Global bank HSBC is also reportedly planning a new standalone digital bank aimed at small business customers under the project name 'Iceberg'.

What next?

What we are seeing emerge here is a shift towards a more holistic business banking solution from a wide range of established and upstart providers.

The goal appears to be a digital business current account which will act as a financial hub for business owners and entrepreneurs to manage their cash, tax, invoicing and borrowing facilities, all underpinned by data and as little friction as possible.

Pair this with a new industry-wide commitment to openness and partnerships, and we should soon see a far simpler route to finance for small business owners, with quicker access to cash, less form-filling and fewer rejected applications.

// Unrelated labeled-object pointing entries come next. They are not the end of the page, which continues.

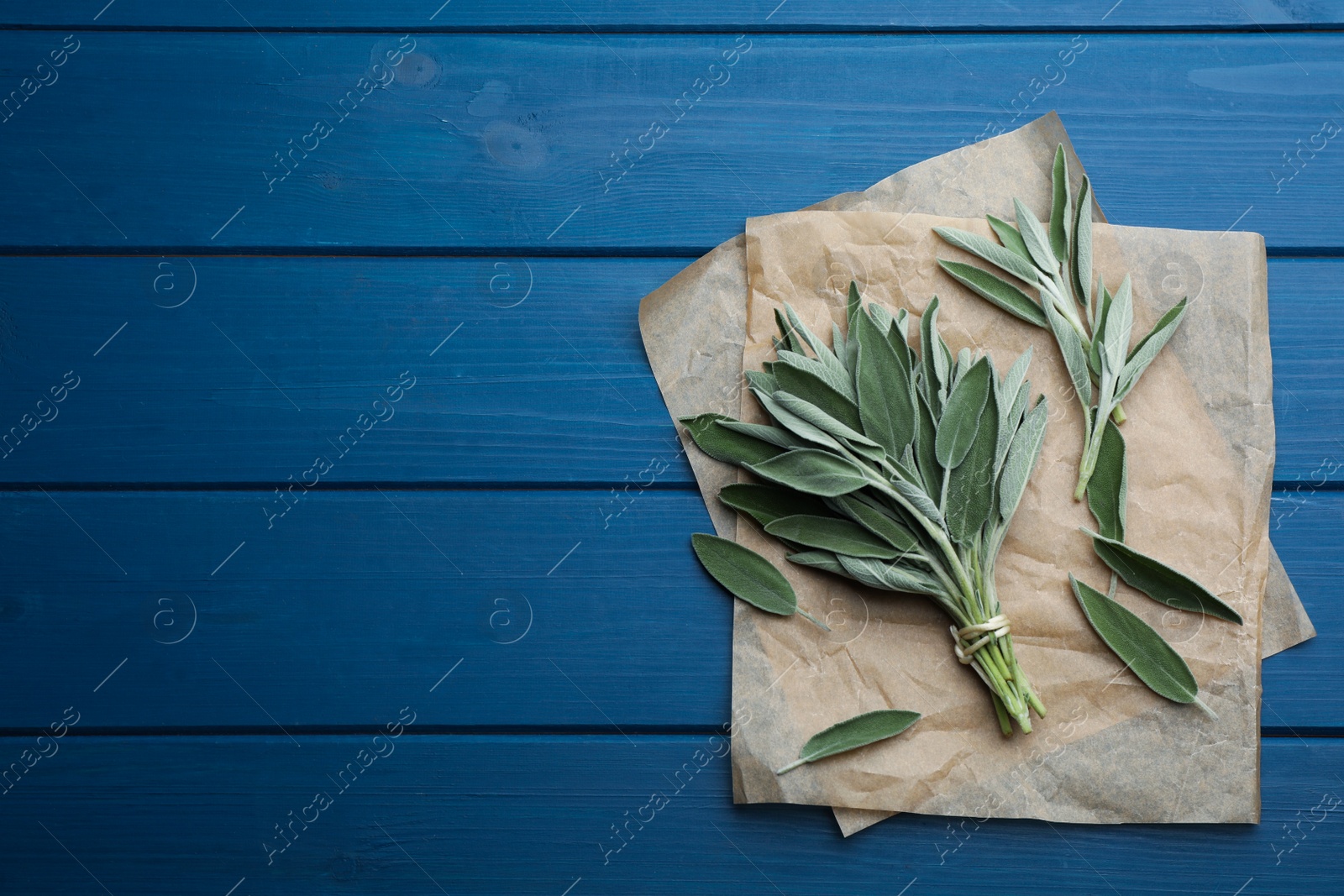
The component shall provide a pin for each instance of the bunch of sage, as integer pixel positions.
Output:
(1093, 329)
(894, 469)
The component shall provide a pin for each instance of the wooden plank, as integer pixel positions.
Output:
(604, 15)
(514, 815)
(475, 145)
(564, 609)
(202, 392)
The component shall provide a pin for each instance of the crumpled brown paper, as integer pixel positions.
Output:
(694, 325)
(1200, 468)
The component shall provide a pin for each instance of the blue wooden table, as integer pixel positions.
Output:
(344, 527)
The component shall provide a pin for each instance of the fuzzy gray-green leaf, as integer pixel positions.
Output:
(853, 734)
(812, 472)
(830, 533)
(961, 417)
(745, 574)
(768, 503)
(1061, 212)
(1137, 645)
(1108, 486)
(996, 291)
(725, 445)
(1021, 459)
(1159, 580)
(886, 396)
(991, 251)
(971, 490)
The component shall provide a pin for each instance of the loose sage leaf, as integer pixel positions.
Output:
(769, 503)
(772, 434)
(886, 396)
(1072, 347)
(878, 523)
(1021, 459)
(830, 533)
(1148, 348)
(1008, 235)
(853, 734)
(1061, 212)
(1037, 239)
(812, 472)
(961, 417)
(1109, 484)
(991, 251)
(971, 493)
(1082, 244)
(745, 574)
(1159, 580)
(1137, 645)
(819, 560)
(725, 445)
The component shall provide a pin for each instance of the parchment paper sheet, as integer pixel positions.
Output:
(694, 325)
(1200, 468)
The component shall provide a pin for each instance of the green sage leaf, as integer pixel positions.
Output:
(1108, 486)
(725, 445)
(745, 574)
(1159, 580)
(769, 503)
(1149, 347)
(1008, 235)
(878, 523)
(853, 734)
(971, 485)
(961, 417)
(1061, 212)
(1021, 459)
(1081, 268)
(886, 396)
(812, 472)
(830, 533)
(991, 251)
(1037, 239)
(1137, 645)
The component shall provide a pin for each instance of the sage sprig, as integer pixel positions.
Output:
(1093, 328)
(918, 463)
(851, 734)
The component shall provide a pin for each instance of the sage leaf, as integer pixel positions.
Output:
(812, 472)
(853, 734)
(1081, 268)
(961, 417)
(1072, 347)
(1037, 239)
(886, 396)
(995, 289)
(819, 560)
(991, 251)
(1137, 645)
(1061, 212)
(971, 483)
(1021, 459)
(745, 574)
(1108, 485)
(830, 533)
(769, 503)
(1159, 580)
(878, 523)
(725, 445)
(1008, 235)
(1149, 347)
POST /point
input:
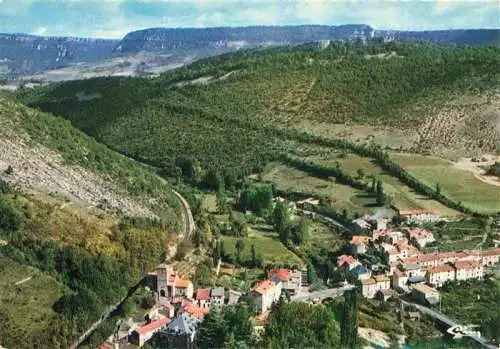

As EY outlined in its SME banking report: "We expect to see financial platforms further evolve to digital [financial institutions] 'app stores', where customers can select desired services from multiple providers to build their own bespoke financial experiences."

This of course will require a change in mindset from traditional players as they learn how to interoperate with partners in an ecosystem and find ways to protect their bottom line while doing so.

"It still remains the case that a more collegiate approach will be required, in order to engage and tackle other issues - especially around policy reform and indirect discouraged borrowing, notably where this involves wider stakeholder cooperation," trade association UK Finance stated in the conclusion to its SME report in December. "Only by achieving the correct mix of competitive pressure and stakeholder cooperation can the best overall impact be made on the UK SME external finance market and the UK economy as a whole."

This will be the holy grail for cracking SME banking in the next couple of years. Who gets it right is now a question of execution.